# How do you convert x^ 2 + y ^2 + 3y = 0 into polar form?

Nov 12, 2016

$r = - 3 \sin \theta , \theta \in \left[- \pi , 0\right]$

#### Explanation:

The given equation ${x}^{2} + {y}^{2} + 3 y = 0$ can be reorganized as

${\left(x - 0\right)}^{2} + {\left(y + \frac{3}{2}\right)}^{2} = {\left(\frac{3}{2}\right)}^{2}$ that represents the circle with center at

cartesian $C \left(0 , - \frac{3}{2}\right) \mathmr{and}$ polar $C \left(\frac{3}{2} , - \frac{\pi}{2}\right)$

graph{x^2+y^2+3y=0 [-10, 10, -5, 5]}

Let O be the pole ( origin ) and P(r, theta) any point on the circle.
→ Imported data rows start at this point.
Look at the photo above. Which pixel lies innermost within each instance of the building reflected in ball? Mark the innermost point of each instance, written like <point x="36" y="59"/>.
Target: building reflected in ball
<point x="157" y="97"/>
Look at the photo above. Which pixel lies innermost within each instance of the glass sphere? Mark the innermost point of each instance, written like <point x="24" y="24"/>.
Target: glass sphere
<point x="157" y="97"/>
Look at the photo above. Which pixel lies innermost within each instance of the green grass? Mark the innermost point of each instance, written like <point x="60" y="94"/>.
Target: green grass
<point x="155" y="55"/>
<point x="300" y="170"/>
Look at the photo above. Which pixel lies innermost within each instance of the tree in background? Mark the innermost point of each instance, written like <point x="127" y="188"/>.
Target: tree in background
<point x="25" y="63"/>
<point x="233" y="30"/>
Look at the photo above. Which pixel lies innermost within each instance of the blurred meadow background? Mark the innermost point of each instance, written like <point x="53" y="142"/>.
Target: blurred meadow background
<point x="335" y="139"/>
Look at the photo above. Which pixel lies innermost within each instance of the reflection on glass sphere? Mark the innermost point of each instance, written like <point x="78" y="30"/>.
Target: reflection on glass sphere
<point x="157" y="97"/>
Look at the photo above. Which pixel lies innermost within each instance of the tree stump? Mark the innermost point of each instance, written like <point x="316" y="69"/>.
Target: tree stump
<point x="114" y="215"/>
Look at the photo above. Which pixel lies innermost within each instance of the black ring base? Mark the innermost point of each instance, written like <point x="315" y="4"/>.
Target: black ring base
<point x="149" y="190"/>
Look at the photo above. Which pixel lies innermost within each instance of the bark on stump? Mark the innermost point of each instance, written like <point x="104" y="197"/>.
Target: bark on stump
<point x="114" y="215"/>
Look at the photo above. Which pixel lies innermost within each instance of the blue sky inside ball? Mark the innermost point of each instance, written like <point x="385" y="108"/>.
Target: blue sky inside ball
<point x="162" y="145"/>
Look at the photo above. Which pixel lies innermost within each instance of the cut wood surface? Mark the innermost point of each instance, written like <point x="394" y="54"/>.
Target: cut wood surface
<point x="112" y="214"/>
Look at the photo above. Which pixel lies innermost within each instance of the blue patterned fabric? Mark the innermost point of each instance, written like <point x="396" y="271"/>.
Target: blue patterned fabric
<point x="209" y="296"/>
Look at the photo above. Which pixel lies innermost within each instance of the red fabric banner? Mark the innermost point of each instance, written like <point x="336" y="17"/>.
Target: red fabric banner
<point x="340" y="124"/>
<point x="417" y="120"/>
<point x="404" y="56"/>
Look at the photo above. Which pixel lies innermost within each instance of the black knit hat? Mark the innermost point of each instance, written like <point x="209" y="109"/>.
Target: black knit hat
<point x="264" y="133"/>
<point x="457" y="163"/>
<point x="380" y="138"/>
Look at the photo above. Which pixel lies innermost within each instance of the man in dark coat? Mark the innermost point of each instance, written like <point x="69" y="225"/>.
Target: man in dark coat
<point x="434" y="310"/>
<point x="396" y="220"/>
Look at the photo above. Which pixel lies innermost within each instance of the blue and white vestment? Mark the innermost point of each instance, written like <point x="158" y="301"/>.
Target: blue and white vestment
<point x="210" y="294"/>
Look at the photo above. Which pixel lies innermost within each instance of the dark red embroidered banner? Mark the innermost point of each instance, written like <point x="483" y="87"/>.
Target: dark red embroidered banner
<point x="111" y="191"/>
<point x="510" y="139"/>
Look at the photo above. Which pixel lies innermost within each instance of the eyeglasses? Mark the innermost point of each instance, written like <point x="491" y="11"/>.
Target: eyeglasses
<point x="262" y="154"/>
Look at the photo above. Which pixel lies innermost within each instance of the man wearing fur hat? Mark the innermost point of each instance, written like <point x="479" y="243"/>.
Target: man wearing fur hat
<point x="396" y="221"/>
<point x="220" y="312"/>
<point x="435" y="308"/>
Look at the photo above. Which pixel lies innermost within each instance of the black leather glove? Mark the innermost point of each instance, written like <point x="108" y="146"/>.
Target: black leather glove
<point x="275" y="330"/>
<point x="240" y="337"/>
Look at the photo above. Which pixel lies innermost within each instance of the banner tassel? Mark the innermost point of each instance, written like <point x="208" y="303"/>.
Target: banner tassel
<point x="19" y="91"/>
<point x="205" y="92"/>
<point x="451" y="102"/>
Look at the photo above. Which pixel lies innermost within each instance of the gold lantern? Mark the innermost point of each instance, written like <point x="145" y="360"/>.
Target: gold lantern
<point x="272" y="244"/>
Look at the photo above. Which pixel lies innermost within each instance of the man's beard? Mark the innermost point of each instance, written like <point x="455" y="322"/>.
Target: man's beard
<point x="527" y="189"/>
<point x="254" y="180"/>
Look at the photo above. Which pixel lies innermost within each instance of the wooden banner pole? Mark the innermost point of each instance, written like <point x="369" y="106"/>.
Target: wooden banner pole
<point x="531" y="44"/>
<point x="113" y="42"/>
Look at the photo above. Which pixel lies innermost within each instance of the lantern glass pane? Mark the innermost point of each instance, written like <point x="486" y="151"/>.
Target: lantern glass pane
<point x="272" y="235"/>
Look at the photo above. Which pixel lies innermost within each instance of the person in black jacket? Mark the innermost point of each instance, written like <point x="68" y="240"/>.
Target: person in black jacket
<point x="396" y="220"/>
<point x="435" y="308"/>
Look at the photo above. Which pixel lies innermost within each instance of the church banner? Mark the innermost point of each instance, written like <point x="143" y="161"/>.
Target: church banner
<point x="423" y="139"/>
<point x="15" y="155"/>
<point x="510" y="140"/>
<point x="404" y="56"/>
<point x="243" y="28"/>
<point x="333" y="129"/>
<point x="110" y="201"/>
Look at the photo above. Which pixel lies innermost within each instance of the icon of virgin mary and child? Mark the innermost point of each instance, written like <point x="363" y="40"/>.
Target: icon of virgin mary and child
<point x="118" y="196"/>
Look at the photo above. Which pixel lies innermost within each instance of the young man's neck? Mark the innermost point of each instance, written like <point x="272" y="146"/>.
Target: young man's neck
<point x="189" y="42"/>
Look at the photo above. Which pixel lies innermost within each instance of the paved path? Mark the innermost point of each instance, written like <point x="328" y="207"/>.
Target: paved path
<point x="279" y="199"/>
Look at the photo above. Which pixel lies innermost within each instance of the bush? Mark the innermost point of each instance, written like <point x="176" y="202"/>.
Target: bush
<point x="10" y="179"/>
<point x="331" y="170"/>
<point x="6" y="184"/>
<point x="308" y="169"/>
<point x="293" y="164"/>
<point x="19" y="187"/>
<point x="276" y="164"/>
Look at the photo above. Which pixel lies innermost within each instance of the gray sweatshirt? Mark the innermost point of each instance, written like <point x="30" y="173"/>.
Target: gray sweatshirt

Then observing triangle OPC is isosceles and projecting the equal

sides OC and CP on OP,

$O P = r = 2 \left(r a \mathrm{di} u s\right) \cos \left(\theta - \left(- \frac{\pi}{2}\right)\right) = - 3 \sin \theta$.

Easy to find that $\theta \in \left[- \pi , 0\right]$ could make one full circle.